Does it bother you that I write about ATHEIST PARENTING?
Here's why I'm going to continue doing it!
Why do I have an atheist parenting blog? I mean, without the religion part, isn't it just... parenting?!
Why do I spend so much time getting atheist parenting information out there into the ether? Once a person finally let's go of the shackles of their religion, isn't that... enough?!
In that case, why do I feel the strong need to blog about atheism and atheist- or humanist- or skeptic-related issues? Isn't enough that I just AM?!
Isn't this just giving me a label: atheist?!
What is the point?!
Some people have asked me why I have an atheist parenting blog, why I blog about atheist parenting. For the people who feel this way about posts and blogs labeled atheist parenting, I appreciate your skepticism. Is it possible that my writing is offering simple basic rational parenting support? Yes, I guess that is very possible. At the same time, there are many parents out there who are new to living a secular life, new to raising children without the traditional ways, hidden and living in seclusion due to their secular choices, afraid to be open and yet determined to raise their children as skeptics and as happy people, and looking for those few voices out there who can offer them understanding, community, advice, or just a general feeling of being normal. Many first-generation parents are seeking in earnest and I am proud to be available and open and willing to offer my support. Not my advice or my expertise or my definition or my label! My support, my friendship, my small community.

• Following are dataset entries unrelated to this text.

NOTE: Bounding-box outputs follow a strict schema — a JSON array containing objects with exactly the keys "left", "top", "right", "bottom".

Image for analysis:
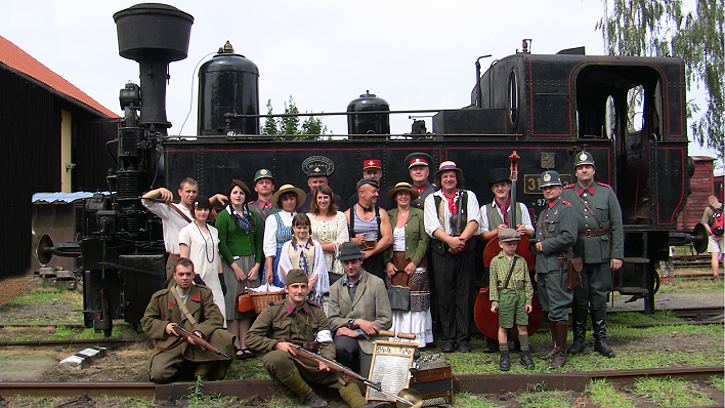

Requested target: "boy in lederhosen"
[{"left": 489, "top": 228, "right": 534, "bottom": 371}]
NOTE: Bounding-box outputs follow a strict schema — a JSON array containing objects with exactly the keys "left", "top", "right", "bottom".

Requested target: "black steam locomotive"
[{"left": 38, "top": 3, "right": 705, "bottom": 335}]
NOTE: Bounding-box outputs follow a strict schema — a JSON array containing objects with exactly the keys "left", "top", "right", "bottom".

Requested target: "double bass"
[{"left": 473, "top": 151, "right": 543, "bottom": 340}]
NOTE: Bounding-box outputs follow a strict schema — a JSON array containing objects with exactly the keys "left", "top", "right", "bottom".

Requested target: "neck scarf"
[
  {"left": 230, "top": 205, "right": 253, "bottom": 234},
  {"left": 494, "top": 197, "right": 511, "bottom": 226},
  {"left": 442, "top": 189, "right": 459, "bottom": 215}
]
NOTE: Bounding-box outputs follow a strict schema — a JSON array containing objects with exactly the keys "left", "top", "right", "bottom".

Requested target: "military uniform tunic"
[
  {"left": 246, "top": 298, "right": 339, "bottom": 386},
  {"left": 561, "top": 182, "right": 623, "bottom": 311},
  {"left": 534, "top": 197, "right": 577, "bottom": 322},
  {"left": 141, "top": 284, "right": 234, "bottom": 383}
]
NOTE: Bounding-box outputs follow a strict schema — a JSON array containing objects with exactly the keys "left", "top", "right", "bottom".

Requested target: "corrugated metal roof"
[
  {"left": 0, "top": 35, "right": 118, "bottom": 118},
  {"left": 32, "top": 192, "right": 110, "bottom": 204}
]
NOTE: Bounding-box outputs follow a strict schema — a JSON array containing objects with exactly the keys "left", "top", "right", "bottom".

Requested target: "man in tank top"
[{"left": 345, "top": 179, "right": 392, "bottom": 280}]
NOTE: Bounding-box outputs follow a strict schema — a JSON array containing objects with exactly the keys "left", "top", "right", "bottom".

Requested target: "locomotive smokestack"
[{"left": 113, "top": 3, "right": 194, "bottom": 135}]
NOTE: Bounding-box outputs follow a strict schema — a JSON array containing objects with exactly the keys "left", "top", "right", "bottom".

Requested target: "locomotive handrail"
[{"left": 224, "top": 108, "right": 473, "bottom": 119}]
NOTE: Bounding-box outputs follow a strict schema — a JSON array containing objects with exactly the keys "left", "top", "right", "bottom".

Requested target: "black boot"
[
  {"left": 520, "top": 351, "right": 535, "bottom": 369},
  {"left": 568, "top": 307, "right": 587, "bottom": 355},
  {"left": 499, "top": 351, "right": 510, "bottom": 371},
  {"left": 591, "top": 309, "right": 615, "bottom": 357}
]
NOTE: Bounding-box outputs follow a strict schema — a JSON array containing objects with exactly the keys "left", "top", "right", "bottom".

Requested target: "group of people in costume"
[{"left": 139, "top": 150, "right": 624, "bottom": 407}]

Sometimes I am quite shocked by the vehement negativity that has come my way for my atheist parenting blog. Much of the criticism has come from other atheists! I view their condemnation with compassion and with an open mind. I'm quite certain that those who don't understand the place for an atheist/humanist/skeptical parenting blog are coming from the point of view that atheists can simply move forward into the world, parenting, working, forming relationships, living their lives in a wonderful world free of religion.
If only it was so easy.
Moving Into the World as an Atheist Parent
Should we do Santa? How about the Easter Bunny? Is it inconsistent to do the fun part of Tooth Fairy? Is it damaging to pretend? How do we handle religion in the schools? How do we explain the religion that is so much a part of the world without being disrespectful? How do we teach our children to recognize indoctrination attempts? How do we handle family? What do we do with the friends of our children who tell the kids that they are going to Hell? How much openness is best for the kids with their peers? How about openness for us with adult friends? What about those who bully with their religion? How do we handle the Pledge of Allegiance in school each day? How should our family handle the very public religious rituals in our culture? The struggle for atheist parents who no longer accept handed-down rules.

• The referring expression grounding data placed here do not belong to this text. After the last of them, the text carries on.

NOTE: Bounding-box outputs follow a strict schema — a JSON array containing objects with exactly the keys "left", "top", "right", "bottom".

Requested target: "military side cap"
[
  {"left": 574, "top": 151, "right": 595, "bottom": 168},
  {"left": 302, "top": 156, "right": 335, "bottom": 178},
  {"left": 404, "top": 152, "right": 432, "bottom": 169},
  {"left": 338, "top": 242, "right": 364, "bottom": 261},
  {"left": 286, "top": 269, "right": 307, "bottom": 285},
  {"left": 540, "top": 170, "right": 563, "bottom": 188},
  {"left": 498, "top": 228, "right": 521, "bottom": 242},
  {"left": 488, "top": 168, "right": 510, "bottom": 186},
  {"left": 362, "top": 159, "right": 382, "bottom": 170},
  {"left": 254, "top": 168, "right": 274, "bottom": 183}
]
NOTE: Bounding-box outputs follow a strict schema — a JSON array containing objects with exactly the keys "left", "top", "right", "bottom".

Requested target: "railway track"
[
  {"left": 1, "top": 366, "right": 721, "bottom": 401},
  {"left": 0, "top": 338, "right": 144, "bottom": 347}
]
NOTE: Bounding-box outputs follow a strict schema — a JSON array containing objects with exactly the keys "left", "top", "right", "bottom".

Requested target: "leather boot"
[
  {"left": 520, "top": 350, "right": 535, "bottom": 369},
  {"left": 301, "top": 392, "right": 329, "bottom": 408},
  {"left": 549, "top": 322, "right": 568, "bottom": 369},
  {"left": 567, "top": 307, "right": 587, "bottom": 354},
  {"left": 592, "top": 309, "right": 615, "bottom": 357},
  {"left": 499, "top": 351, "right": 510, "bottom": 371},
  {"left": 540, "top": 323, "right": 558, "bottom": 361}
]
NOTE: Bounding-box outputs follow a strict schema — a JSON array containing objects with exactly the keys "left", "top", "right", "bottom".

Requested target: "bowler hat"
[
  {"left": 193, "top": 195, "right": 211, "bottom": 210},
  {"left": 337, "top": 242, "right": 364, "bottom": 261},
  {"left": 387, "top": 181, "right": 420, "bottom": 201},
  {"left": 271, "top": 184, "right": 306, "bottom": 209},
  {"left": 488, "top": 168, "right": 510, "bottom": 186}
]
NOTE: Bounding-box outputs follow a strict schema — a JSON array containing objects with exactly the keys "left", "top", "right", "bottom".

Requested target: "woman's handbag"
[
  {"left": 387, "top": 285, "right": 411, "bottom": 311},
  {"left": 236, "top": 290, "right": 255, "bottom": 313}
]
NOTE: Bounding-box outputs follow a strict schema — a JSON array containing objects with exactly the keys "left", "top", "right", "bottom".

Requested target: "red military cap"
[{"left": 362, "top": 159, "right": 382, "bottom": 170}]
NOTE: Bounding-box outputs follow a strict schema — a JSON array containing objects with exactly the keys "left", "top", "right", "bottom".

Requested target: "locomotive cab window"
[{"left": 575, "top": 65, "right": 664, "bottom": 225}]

The earnest questioning goes on and on. I, as an atheist parenting blogger, don't have the answers. But I do openly entertain the questions. I fearlessly use the words. In my opinion, what I offer on my atheist parenting blog: I encourage other parents to make their own decisions about how to address these issues. The loveliest part of what I do as an openly atheist/secular/humanist parent is I encourage parents to ask the questions, to explore the ideas themselves within the context of their own families, and to create their own family identity, rituals, practices, answers, and direction with confidence. Sometimes I even remind parents that not knowing the answers is absolutely OK.
My blog is a place where people come with questions, with confusion, with timidity. If it existed in the real world, I'm sure I would serve tea and sandwiches. I post what I post... holidays, discipline, education, friendships, daily experiences, playtime, the media, parenting questions, my own concerns. Readers who comment give me great feedback, feedback that helps me see why they come to my blog when they have books available that they can read. Specifically, they are looking for another person who makes them feel understood, valued, of like-mind, welcomed, and even entertained by with the humor of questionable taste. Yes, now I see it. Just like regular parenting.

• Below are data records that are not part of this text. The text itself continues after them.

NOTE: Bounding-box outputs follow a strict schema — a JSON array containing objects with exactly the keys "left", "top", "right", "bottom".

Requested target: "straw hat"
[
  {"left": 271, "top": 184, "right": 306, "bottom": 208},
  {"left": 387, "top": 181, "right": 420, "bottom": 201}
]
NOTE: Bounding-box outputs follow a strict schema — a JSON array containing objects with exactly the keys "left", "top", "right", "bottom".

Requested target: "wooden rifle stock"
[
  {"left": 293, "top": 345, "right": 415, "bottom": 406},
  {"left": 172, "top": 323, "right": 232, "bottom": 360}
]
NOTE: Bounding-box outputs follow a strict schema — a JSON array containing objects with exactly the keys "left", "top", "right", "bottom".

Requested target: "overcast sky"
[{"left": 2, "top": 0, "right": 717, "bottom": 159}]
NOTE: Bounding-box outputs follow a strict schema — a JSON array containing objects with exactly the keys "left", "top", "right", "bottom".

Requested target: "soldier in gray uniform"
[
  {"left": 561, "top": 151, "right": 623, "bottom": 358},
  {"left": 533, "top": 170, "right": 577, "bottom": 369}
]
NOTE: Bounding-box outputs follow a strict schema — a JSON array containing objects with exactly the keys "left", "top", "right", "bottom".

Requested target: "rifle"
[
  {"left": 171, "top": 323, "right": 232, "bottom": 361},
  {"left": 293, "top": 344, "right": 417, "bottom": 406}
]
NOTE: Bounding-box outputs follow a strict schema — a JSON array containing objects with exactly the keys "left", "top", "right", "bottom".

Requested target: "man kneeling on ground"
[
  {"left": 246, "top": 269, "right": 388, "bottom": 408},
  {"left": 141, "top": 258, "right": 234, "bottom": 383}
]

Being a Parent is the Ultimate in Thrill Rides!
It is the hardest thing that I have ever done; just between you and me, that is saying something! Most atheist/secular/freethinking parents that I know are extreme thinkers. These are people who voraciously read, question, wonder. I am proud to be on this parenting journey with other parents...just normal parents.
My blog posts here at Atheist Republic will invariably be about parenting, atheist parenting. You know, normal stuff.